December Script Reading & Analysis: “It’s A Wonderful Life”

December 3rd, 2012 by

The GITS Script Reading & Analysis script for December is the classic 1946 holiday movie It’s a Wonderful Life, screenplay by Frances Goodrich and Albert Hackett and Frank Capra, story by Philip Van Doren Stern.

The movie was nominated for 5 Academy Awards and co-writer Frank Capra won a Golden Globe as Best Motion Picture Director.

You may download a copy of the script here.

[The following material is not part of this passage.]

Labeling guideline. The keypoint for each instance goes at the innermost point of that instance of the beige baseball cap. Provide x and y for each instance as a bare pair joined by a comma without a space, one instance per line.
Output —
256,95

Our schedule for discussion:

Monday, December 17: General comments
Tuesday, December 18: Structure
Wednesday, December 19: Characters
Thursday, December 20: Themes
Friday, December 21: Dialogue

We will have another live TweetCast on Wednesday, December 19 at 7PM Pacific. What’s a TweetCast? Everybody lines up a DVD, Netflix, or whatever of the movie, then hits play at precisely the top of the hour. While the movie plays, we comment on it real time on Twitter. Check out the transcripts of some of the past TweetCasts:

(500) Days of Summer

Black Swan

Galaxy Quest

Juno

Michael Clayton

No Country for Old Men

Raiders of the Lost Ark

The Social Network

Here is the original trailer for the movie:

This will be the 25th script in this series and with it, I’m going to shift the emphasis somewhat. Each month in 2013, I’m going to pick a movie script for me to read and analyze, using the concepts in my character based approach to screenwriting. Of course, I invite everyone to participate in the discussion. This way, regardless of who joins the conversation or not, I will be expanding the scope of movies I will have analyzed in a thorough fashion.

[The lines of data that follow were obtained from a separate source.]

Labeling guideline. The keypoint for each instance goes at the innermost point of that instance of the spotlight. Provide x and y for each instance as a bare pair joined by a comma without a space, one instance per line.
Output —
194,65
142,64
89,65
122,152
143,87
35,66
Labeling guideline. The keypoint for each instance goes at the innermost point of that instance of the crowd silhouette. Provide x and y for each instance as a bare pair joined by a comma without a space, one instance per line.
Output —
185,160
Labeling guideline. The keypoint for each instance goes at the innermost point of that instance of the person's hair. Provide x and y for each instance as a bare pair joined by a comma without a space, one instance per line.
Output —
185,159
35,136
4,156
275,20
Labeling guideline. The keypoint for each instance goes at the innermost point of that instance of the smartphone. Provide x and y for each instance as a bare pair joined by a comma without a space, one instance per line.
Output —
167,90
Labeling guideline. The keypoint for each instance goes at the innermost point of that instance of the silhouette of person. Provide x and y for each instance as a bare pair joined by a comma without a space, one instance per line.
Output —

If you source any video or written interviews or behind-the-scenes features about It’s A Wonderful Life, especially anything focusing on the script, please post in comments.

I’m sure you’ve seen the movie, but have you read the script? Now’s your chance. Join me this month as we read and analyze the script for It’s A Wonderful Life.

One thought on “December Script Reading & Analysis: “It’s A Wonderful Life”

  1. The best “deus ex-machina” in the history of film.